Philippe Piat est maître de stage pour le 3eme cycle de médecine générale. Jean-Noel Praud et Caroline Pung sont internes en médecine générale à la faculté de Montpellier-Nîmes. Ensemble, ils ont écrit ce véritable plaidoyer en faveur de la médecine générale. Constats mais aussi solution pour rendre ses lettre de noblesse à cette spécialité en mal de vocations.
A l’heure où les internes de spécialités médico-chirugicales sont dans la rue ou en grève pour exiger avec leurs aînés le maintien du droit à dépassements d’honoraires, sans se soucier de l’accès aux soins des citoyens, personne ne prête attention à l’autre moitié de ces internes, les futurs médecins généralistes. En effet, la profession n’attire plus, car elle est dévalorisée par les enseignants hospitalo-universitaires qui privilégient la formation des internes de leur spécialité. Ils sont encore nombreux à considérer que la médecine générale devrait rester ce qu’elle était auparavant, c’est à dire la sortie du tronc commun à l’issue de l’externat. Le prestige de la médecine générale a aussi décliné sous l’influence quotidienne des médias écrits et audiovisuels qui mettent systématiquement en exergue le spectaculaire, avec les services d’urgence et la médecine très spécialisée. Même le think tank Terra Nova, proche du PS, dans son rapport sur le système de soins appelle à en finir avec la référence au médecin de famille, alors que c’est sous le gouvernement de Lionel Jospin qu’avait été institué le principe du médecin référent.

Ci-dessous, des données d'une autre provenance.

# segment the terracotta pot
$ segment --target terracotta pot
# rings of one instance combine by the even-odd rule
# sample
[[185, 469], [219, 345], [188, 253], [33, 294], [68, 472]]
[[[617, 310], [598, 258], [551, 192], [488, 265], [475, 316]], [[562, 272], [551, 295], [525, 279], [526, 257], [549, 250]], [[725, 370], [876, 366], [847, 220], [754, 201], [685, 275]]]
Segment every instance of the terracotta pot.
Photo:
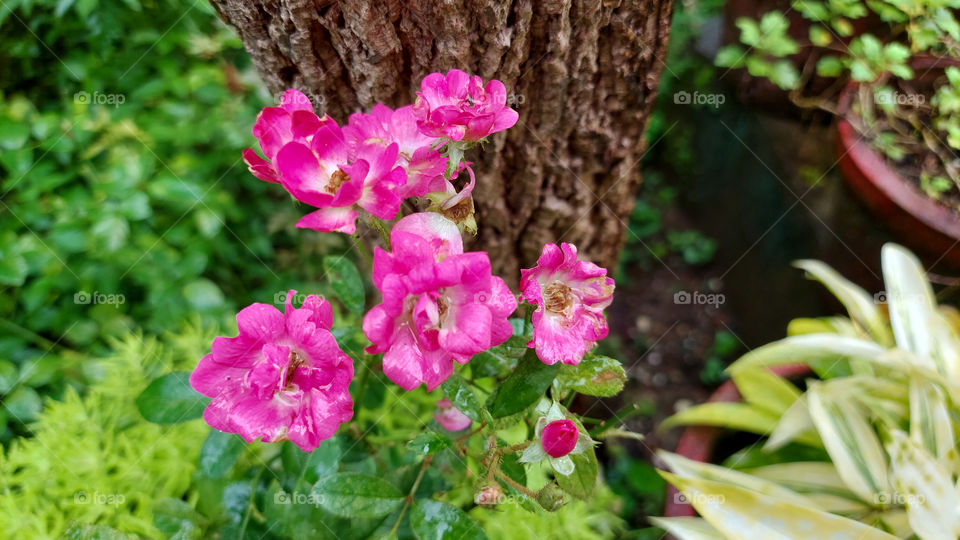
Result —
[[[960, 60], [917, 58], [911, 66], [918, 75], [929, 78], [948, 66], [960, 66]], [[850, 110], [856, 93], [856, 83], [847, 85], [838, 102], [840, 111]], [[838, 117], [836, 126], [840, 169], [867, 208], [907, 246], [960, 267], [960, 214], [889, 167], [845, 118]]]
[[[810, 366], [806, 364], [775, 366], [770, 368], [770, 371], [787, 378], [801, 377], [812, 373]], [[717, 388], [707, 402], [735, 402], [741, 399], [737, 386], [733, 384], [733, 381], [727, 381]], [[676, 453], [687, 459], [709, 462], [713, 457], [713, 449], [722, 431], [721, 428], [709, 426], [688, 427], [683, 431], [683, 435], [680, 436]], [[667, 486], [667, 503], [664, 507], [663, 514], [666, 517], [696, 516], [697, 511], [693, 509], [693, 506], [681, 501], [680, 498], [677, 497], [677, 493], [677, 488], [672, 485]]]

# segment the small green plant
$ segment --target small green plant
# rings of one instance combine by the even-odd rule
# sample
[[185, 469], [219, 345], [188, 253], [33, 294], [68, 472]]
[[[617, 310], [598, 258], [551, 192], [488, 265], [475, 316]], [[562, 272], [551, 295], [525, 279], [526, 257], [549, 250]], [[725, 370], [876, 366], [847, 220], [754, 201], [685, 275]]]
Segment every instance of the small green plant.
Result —
[[[701, 517], [657, 524], [681, 539], [960, 536], [960, 337], [919, 261], [893, 244], [882, 258], [877, 295], [823, 263], [798, 263], [849, 318], [792, 322], [790, 337], [730, 366], [743, 402], [668, 419], [764, 440], [723, 465], [661, 453], [671, 470], [661, 474]], [[768, 371], [796, 363], [817, 376], [805, 390]]]
[[[958, 5], [942, 0], [795, 0], [793, 10], [809, 25], [806, 40], [791, 37], [785, 13], [769, 12], [759, 21], [744, 17], [736, 24], [746, 47], [724, 47], [715, 62], [769, 79], [789, 90], [798, 106], [844, 115], [889, 160], [908, 164], [907, 174], [915, 182], [925, 182], [921, 175], [926, 174], [931, 181], [921, 189], [931, 197], [960, 195], [954, 152], [960, 149], [960, 70], [948, 68], [927, 92], [914, 84], [910, 66], [918, 55], [960, 55]], [[854, 22], [870, 24], [871, 16], [886, 28], [855, 35]], [[804, 54], [801, 67], [795, 64], [798, 53]], [[837, 78], [838, 84], [809, 96], [814, 75]], [[840, 110], [837, 90], [846, 80], [859, 83], [859, 92], [849, 110]], [[909, 166], [910, 156], [921, 165]], [[949, 189], [942, 180], [949, 180]]]

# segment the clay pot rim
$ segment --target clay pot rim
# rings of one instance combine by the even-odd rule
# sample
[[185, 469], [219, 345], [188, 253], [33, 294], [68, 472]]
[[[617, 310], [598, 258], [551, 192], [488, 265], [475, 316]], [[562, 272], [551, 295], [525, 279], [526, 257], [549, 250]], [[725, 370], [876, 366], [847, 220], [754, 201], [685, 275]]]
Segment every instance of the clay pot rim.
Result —
[[[960, 66], [960, 59], [920, 56], [914, 58], [910, 65], [915, 70], [930, 70]], [[851, 103], [858, 88], [859, 83], [851, 81], [841, 91], [837, 105], [844, 115], [853, 114]], [[837, 133], [842, 150], [840, 160], [849, 160], [880, 193], [913, 218], [930, 229], [960, 240], [960, 212], [954, 212], [931, 199], [887, 165], [883, 156], [860, 136], [845, 116], [837, 117]]]

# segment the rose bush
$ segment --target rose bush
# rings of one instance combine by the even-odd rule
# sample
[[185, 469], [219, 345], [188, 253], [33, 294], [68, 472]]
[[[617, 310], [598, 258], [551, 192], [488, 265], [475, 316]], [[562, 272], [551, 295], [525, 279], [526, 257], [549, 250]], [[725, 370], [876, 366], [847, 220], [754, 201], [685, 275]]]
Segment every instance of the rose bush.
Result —
[[[477, 226], [464, 156], [517, 122], [505, 98], [499, 81], [452, 70], [427, 76], [412, 106], [377, 105], [342, 127], [296, 90], [257, 117], [262, 155], [243, 152], [250, 172], [315, 208], [297, 227], [353, 234], [366, 272], [331, 257], [336, 302], [291, 290], [283, 311], [240, 311], [238, 335], [216, 338], [189, 374], [209, 400], [173, 384], [187, 374], [145, 391], [148, 419], [202, 411], [211, 440], [227, 441], [205, 444], [205, 458], [253, 478], [250, 515], [234, 533], [309, 525], [351, 538], [478, 538], [470, 504], [555, 511], [594, 493], [596, 441], [626, 432], [587, 430], [562, 404], [623, 387], [619, 362], [592, 353], [608, 332], [613, 279], [575, 246], [548, 244], [515, 293], [486, 252], [464, 250]], [[446, 212], [454, 206], [466, 212]], [[408, 208], [419, 211], [402, 215]], [[371, 230], [372, 255], [366, 245], [377, 242], [362, 236]], [[369, 308], [365, 282], [378, 296]], [[178, 400], [182, 414], [171, 414]], [[410, 414], [389, 414], [397, 407]], [[281, 444], [241, 463], [237, 444], [258, 439]], [[308, 492], [312, 507], [277, 509], [260, 491], [287, 501], [277, 504]]]

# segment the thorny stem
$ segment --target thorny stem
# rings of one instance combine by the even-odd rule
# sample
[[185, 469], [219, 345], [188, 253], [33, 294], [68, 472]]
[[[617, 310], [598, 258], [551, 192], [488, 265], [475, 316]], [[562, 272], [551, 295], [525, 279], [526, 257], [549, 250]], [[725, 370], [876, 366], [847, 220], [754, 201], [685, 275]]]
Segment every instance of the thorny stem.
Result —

Il n’y a donc rien de surprenant à ce que les étudiants fuient cette filière de médecine générale bien qu’elle soit érigée en spécialité depuis 2004, avec le même concours d’internat et la même durée d’études (9 à 10 ans). Entre 2004 et 2008, sur 12 600 postes d’interne en médecine générale mis au choix de l’Examen Classant National, 3 800 sont restés vacants. Les étudiants ont préféré redoubler que choisir cette spécialité. En 2011, sur 3 930 postes d’internes en médecine générale pour 7 592 postes mis au choix, il restait encore 3 101 postes vacants au moment où tous les postes des autres spécialités médicales et chirurgicales étaient déjà choisis (1). La conséquence de cette désaffection est une diminution prévisible du nombre de médecins généralistes de près de 40% d’ici 2025 à raison d’un solde négatif de 2 000 par an.
Médecin (sous) traitant
Heureusement ils sont un certain nombre à avoir la vocation, mais cela ne les aveugle pas au point de ne pas savoir que leurs aînés sont maltraités depuis plus de 30 ans. Fermeture de l’accès au secteur à honoraires libres en 1991, suppression de l’option médecin référent avec son principe de forfait par patient en 1997, ce qui a mis de nombreux praticiens en grande difficulté. D’autant que l’instauration du médecin (sous)traitant en 2005 n’a eu pour effet que d’augmenter les honoraires des médecins correspondants sous couvert d’un parcours de soins où les médecins de famille n’ont rien gagné en dehors de toute la paperasserie administrative qui leur est maintenant réservée. Voila quelques raisons du retard à l’installation des jeunes générations. Ils savent aussi que leurs revenus moyens seront nettement plus faibles que ceux des autres spécialistes libéraux mais également comparativement plus faibles que ceux de leurs confrères généralistes salariés (sur la base du salaire moyen horaire) (2), au prix de semaines de 57 à 60 heures et de l’absence de perspective de carrière. La moitié des médecins généralistes libéraux présentent des symptômes d’épuisement professionnel et ils se situent en deuxième position en termes de suicide après les policiers (3).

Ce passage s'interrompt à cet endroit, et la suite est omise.